An investigation into the Experiences of international Muslim students in an Irish university

Gamze Üstündağ, Buse (2017) An investigation into the Experiences of international Muslim students in an Irish university.


Ireland has transformed from being a country of emigration to a country of immigration within the past two decades. The transformation is evident in Irish higher education which currently recruits over one hundred thousand international students from across the globe. Although Muslim immigration into Ireland began with international students who came to study in Royal College of Surgeons Ireland in 1950s, research on Muslim students, particularly international, in Irish higher education has largely been neglected to date. Consequently, this project explores the experiences of international Muslim students (IMS) in an Irish university, asks whether a religious identity is a pertinent factor in intercultural contact, and investigates internationalisation of higher education in Ireland from the perspective of IMS.

The study used a constructive grounded theory approach within an interpretative framework. 23 semi-structured, qualitative interviews were conducted with IMS from undergraduate and Master’s programmes in Dublin City University (DCU) Glasnevin Campus, which were audio-taped and transcribed. A three-stage analysis was employed in line with constructivist grounded theory: initial coding, focused coding, axial & theoretical coding. NVivo was used to help organise the data during the rigorous analysis process.
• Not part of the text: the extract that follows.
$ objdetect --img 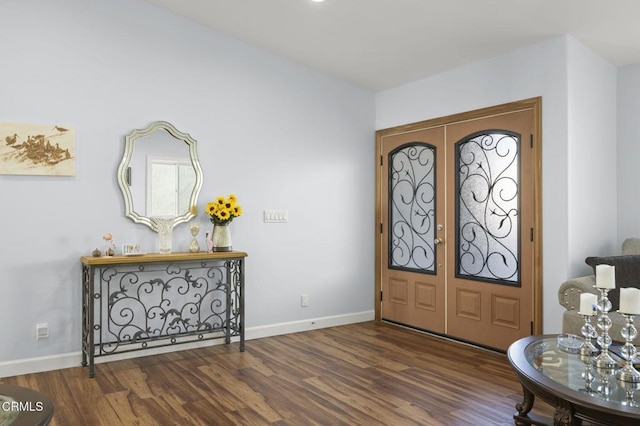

The findings reveal that IMS’ experiences on campus are mainly built on three interdependent axes: identity, environment and contact. Particularly within the category identity, religion is identified as a major construct reinforcing a transnational Muslim identity and unity among Muslim students with different national and cultural backgrounds. DCU (Glasnevin) emerges as a multicultural campus in which diversity is successfully accommodated. However, a lack of intercultural contact from the perspective of IMS persists on campus perpetuated by factors such as culture distance, homophily, institutional completeness and students’ cultural capital. The study highlights the need for an effective intercultural policy and practice instead of multicultural in Irish HEIs, to the advantage of both the international and host students.